Toprak almak için gönderilen dört büyük melekten üçü eli boş dönmüş. Yalnızca Azrail emri yerine getirmiş, renk renk topraklarla varmış huzura. Onun getirdiği topraktan “insan” var edilmiş.
İnsanın “ölüm meleği” diye bildiği, esasen varlığının sebebi.
Hayat bu illüzyondan ibaret.
Seni yok ettiğini sandığın şeyler, hep daha çok var edecek seni.
Bittiğini sandığın yer, yeniden başladığın yer olacak.
Her kuyuya, zindana atılan sonunda sultan olmayacak belki ama zulüm illa ki ya bir zalim ya bir kahraman yaratacak.
Yalnızlık acı verir sanacaksın sen. Kalbini, saptan samandan korkuluklarla doldurduğunu anladığında içindeki putları bir bir kırıp parçalayacaksın. Kalbini tasfiye edip havalandıracak, ferahlayacaksın.
Bazılarını kaybettiğini düşüneceksin bazen. Artık seni aşağı çeken yüklerin olmadığını fark ettiğinde yaşadığının, kayıp değil kurtuluş olduğunu göreceksin.
Sana bile isteye kötülük yapanlar da olacak.
Eden bulur bulmaz, o Allah’ın işi, sen karışma. Ama sen o kötülük girdabına kapılmamak için içindeki iyiliğe tutunacaksın.
Karaladıkları yerden sen kendini temize çekmeyi öğreneceksin. Karanlıkla yüzleşince başka ışık kaynağına ihtiyacın kalmayacak. Sen kendini aydınlatacaksın.
Biri dayandığın bastona tekme atacak seni düşürmek için, sen kendi ayakların üstünde durmaya başlayacaksın.
Uçurumdan aşağı itildiğinde çıkmaya başlayacak kanatların.
Dallarını kırıp seni paramparça etmek isteyecekler.
Üzüleceksin.
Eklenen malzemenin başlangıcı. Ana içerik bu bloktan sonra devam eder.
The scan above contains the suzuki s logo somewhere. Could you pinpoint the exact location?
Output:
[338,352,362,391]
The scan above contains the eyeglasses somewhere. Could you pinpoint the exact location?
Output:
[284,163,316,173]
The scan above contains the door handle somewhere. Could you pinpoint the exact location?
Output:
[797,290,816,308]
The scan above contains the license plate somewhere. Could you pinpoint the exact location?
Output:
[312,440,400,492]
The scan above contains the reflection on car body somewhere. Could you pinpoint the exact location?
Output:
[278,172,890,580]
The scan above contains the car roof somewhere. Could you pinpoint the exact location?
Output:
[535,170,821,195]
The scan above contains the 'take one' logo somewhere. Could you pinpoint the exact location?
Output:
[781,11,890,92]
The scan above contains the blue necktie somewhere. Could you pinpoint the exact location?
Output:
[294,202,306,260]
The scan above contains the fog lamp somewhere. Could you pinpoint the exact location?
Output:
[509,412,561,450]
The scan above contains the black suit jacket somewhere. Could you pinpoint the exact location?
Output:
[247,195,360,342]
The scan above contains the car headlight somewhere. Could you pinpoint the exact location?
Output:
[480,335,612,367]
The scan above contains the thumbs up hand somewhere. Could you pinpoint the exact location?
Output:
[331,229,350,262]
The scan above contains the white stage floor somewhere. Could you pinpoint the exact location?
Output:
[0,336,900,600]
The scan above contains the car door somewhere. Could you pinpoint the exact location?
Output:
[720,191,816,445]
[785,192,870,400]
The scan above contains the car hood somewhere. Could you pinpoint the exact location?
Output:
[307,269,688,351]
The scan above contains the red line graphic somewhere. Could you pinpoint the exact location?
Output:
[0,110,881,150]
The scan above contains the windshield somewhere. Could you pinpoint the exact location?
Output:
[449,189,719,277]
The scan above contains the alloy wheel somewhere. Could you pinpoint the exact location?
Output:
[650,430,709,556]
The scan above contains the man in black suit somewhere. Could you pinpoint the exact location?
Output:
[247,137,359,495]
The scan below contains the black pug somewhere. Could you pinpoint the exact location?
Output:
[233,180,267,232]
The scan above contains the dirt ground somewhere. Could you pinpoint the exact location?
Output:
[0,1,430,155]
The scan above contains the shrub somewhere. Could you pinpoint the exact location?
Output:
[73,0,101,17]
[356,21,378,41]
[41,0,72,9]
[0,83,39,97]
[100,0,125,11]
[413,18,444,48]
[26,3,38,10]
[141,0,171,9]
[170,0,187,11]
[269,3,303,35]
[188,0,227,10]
Çok üzüleceksin. Sonra geçecek.
Bir zaman sonra kırılan dallarının çürük, kopan parçalarının kangren olduğunu göreceksin.
Şükredeceksin.
Var edenden başka kimsenin gücü yetmez seni yok etmeye. Kırsalar budasalar da varlığının kökü hep sende. “Öldürmeyen güçlendirir.” demiş Nietzsche. Sen her öldüm, bittim, tükendim zannettiğinde toprağın altından yeniden yeşereceksin.